Suara.com - Sidang lanjutan kasus dugaan tindak pidana terorisme dengan terdakwa Munarman kembali berlangsung di Pengadilan Negeri Jakarta Timur (PN Jaktim) pada Rabu (2/2/2022).
Sidang digelar dengan agenda pemeriksaan enam saksi yang dihadirkan jaksa penuntut umum (JPU). Dalam sidang tersebut, seorang mantan Laskar Front Pembela Islam (FPI) berinisial AR memberikan kesaksiannya.
Dalam persidangan terungkap, jika acara yang digelar pada 24 dan 25 Januari 2015 di Makassar telah dilaporkan ke Polrestabes Makassar.
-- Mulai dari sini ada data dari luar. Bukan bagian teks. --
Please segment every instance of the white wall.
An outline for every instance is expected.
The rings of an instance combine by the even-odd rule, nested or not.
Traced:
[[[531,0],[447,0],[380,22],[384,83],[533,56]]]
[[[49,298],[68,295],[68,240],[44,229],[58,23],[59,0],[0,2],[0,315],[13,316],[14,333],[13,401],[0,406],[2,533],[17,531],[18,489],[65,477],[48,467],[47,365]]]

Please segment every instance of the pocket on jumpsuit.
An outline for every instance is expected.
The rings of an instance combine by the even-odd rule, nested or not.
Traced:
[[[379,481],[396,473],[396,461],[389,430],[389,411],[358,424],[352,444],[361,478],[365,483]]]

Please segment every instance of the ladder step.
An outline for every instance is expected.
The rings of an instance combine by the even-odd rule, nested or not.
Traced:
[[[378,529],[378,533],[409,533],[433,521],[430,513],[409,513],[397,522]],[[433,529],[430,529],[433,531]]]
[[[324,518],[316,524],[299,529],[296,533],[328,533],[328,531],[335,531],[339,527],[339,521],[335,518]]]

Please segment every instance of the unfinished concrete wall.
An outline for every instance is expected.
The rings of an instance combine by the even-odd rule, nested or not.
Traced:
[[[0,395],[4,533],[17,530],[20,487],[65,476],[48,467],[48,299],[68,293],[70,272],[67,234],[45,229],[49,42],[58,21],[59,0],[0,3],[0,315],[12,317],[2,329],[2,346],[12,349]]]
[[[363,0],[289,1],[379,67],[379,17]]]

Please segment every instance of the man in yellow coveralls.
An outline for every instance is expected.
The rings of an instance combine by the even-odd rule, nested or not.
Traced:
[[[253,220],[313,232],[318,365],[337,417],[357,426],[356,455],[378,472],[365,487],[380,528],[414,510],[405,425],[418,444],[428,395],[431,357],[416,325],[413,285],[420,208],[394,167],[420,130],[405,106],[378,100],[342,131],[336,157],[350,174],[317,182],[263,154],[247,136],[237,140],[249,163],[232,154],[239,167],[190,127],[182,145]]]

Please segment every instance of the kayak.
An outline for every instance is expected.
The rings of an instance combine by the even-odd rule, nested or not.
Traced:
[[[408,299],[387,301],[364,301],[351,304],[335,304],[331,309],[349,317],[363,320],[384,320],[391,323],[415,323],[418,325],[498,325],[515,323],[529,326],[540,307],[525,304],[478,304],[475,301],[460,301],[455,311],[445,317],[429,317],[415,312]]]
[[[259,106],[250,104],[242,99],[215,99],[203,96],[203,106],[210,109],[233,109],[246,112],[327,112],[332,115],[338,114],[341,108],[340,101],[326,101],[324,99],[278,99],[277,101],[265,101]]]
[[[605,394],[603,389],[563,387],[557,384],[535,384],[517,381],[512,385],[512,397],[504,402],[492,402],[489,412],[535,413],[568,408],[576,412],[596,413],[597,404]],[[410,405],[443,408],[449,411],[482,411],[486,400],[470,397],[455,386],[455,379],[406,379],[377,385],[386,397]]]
Belakangan diketahui, acara tersebut diduga agenda baiat ISIS. Selain menggelar acara itu, mereka juga melakukan konvoi.
Hal itu terungkap berawal saat JPU bertanya mengenai acara yang mereka gelar telah dilaporkan ke polisi.
"Saudara tadi menjelaskan ketika ditanya bahwa saudara melapor ke Polrestabes soal kegiatan tanggal 24 dan 25?" tanya Jaksa.
"Betul Pak Jaksa," jawab AR.
Dia mengungkapkan dia melapor ke polisi untuk menjelaskan acara yang mereka gelar.
"Kebetulan di Polrestabes Makassar ini ada pertemuan dengan pihak intelkam Polda dengan Polres. Jadi saya langsung mengarah ke Polrestabes Makassar untuk menjelaskan isi dari acara tersebut," ujar AR.
Kepada polisi, dia mengungkapkan, acara tersebut untuk mendukung program pemerintah Makassar, diantaranya menutup tempat prostitusi. Menurutnya, saat dia menyampaikan hal tersebut, kepolisian tidak keberatan dengan acara yang mereka gelar.
"Hanya menerima laporan setelah itu tidak ada lagi responnya. Sepertinya tidak keberatan," ujar AR.
Kemudian, dia juga mengungkapkan, saat acara mereka gelar ada aparat kepolisian yang mengawal. Namun polisi berada di belakang panggung.
"Betul ada (polisi) cuma di belakangan panggung," ujarnya.
Selain itu, saat mereka menggelar konvoi juga turut dikawal oleh kepolisian.
"Yang ikut konvoi banyak (aparat)," ujarnya.
Lanjutnya, saat acara yang mereka gelar juga terdapat beberapa simbol ISIS, termasuk saat konvoi berlangsung.